The Spanish government says it’s not asking President Cristina Fernández de Kirchner to intervene in Catalonia, and she’s not backing down.

The Spanish government on Friday said it was not asking the president to intervene because there are no direct threats from the separatist Catalan region.

But, in a tweet that also urged caution, the government also accused Catalan leaders of using the issue as an excuse to advance their political agenda.

President Cristina Kirchners response to threats is to call on everyone in Catalonia to respect the constitutional order and to respect and protect the rights of the Catalan people.

We are not asking to intervene.

We are asking for the people to respect our constitutional order.

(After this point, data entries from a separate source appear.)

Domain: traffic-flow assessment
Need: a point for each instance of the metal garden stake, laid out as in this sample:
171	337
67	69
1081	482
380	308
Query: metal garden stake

The Catalan president has repeatedly condemned Spain’s use of force against the separatist region of 1.1 million people.

The government also said that its own citizens, who are not Catalan citizens, were being targeted in Spanish police raids.

The Madrid government on Thursday accused Catalonia of “anti-democratic acts” and said it would make the region pay for “anti [anti-Semitic] graffiti and intimidation.”

The Spanish authorities have repeatedly accused the Catalan government of “sabotaging” public services, including public transportation and health care.

They’ve also accused the region of using illegal measures to block traffic and prevent Catalan people from voting.

Spain’s central government said on Thursday that the government would step up security measures across the country, including measures to prevent illegal demonstrations, including by closing down businesses and limiting the use of social media.

The country’s constitutional court ruled that a declaration by the Catalan parliament declaring independence in the country’s south would be valid, but Spain’s government has said it will use force to enforce that result.

The Constitutional Court said on Friday that the declaration would not be legally binding, and would be enforced only by force if the Catalan authorities fail to respect Spain’s constitutional order or use force against citizens of the region.